In 1928 The Nation published an article entitled “Chain Stores: The Revolution in Retailing” by Merryle Rukeyser.4 His writing captured the essence of the process. He noted that the struggle between chain stores and existing retail “is waged less on the issue of size than on that of efficiency” (Rukeyser, 1928, p. 568). He believed that

In the future chain-store managers will have to show increasing subtlety and business genius, for chain will compete against chain, thus neutralizing the obvious advantages in quantity buying. The retail business in the future will go increasing to the best-managed chains and the genuinely talented independent merchants, who have emulated chain-store efficiency and tempered it with a better grasp of local idiosyncrasies. (Rukeyser, 1928, p. 570)

Commerce in general was frenetically growing through the 1920s, and chain stores were a large part of this growth, but the stock market crash of 1929 and the nation’s plunge into the Great Depression brought forth a fervor of anti-chain store sentiment.

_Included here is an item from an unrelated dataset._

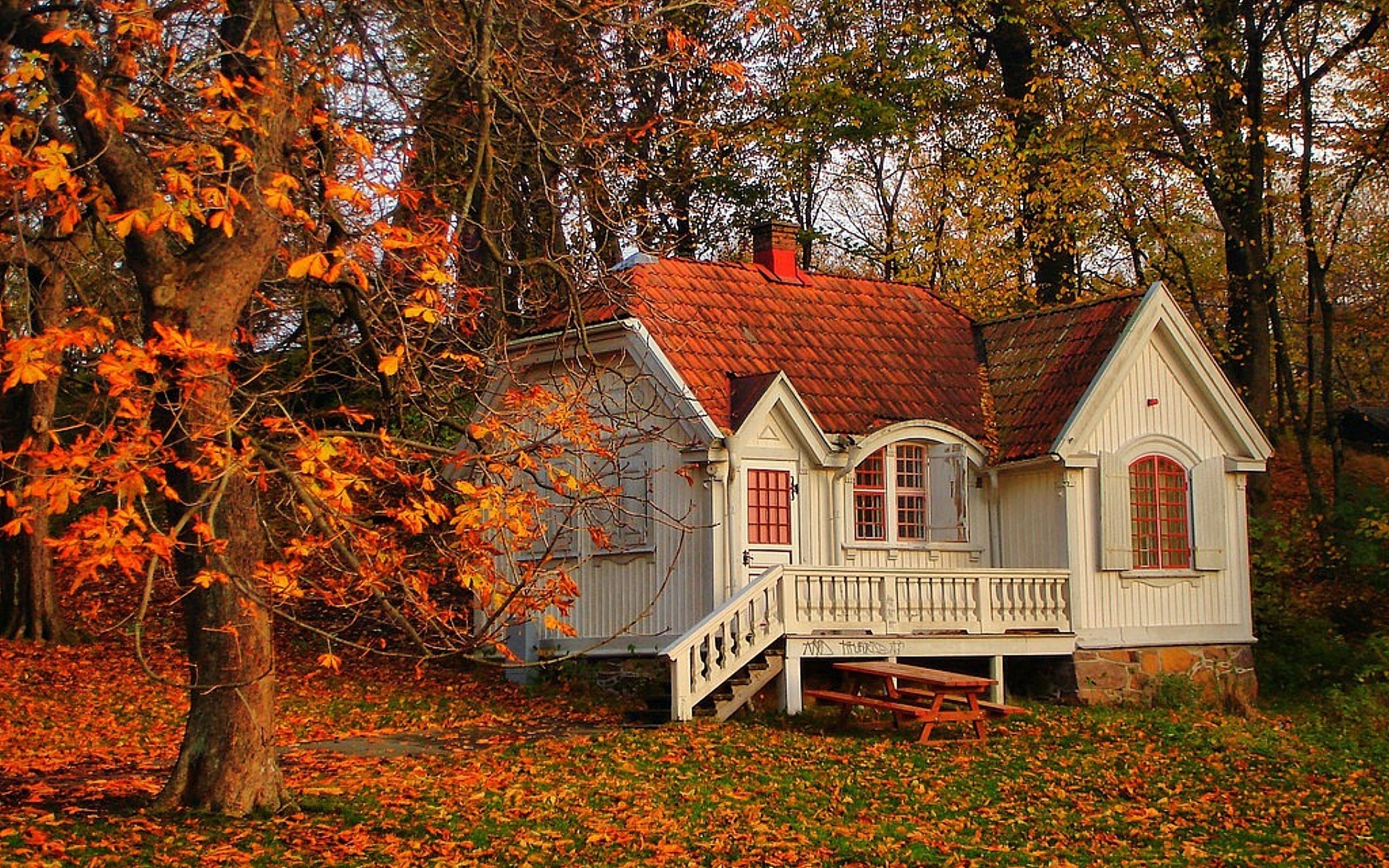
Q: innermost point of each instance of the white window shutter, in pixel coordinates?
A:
(1116, 520)
(1209, 519)
(949, 493)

The War on the Chains 1930–1941

Fear and loathing of chain stores were not a creation of the Great Depression, but it was during this period that a confluence of events—from antipathy toward big business and the resurgence of the 19th-century progressive movement—combined to bring the anti-chain store sentiment to national prominence. History Professor Carl Ryant, writing in 1973, relates that early opponents of mail order catalogs—the precursor to the chain in much of rural America—spread rumors that the founders of Montgomery Ward and Sears & Roebuck were African-American.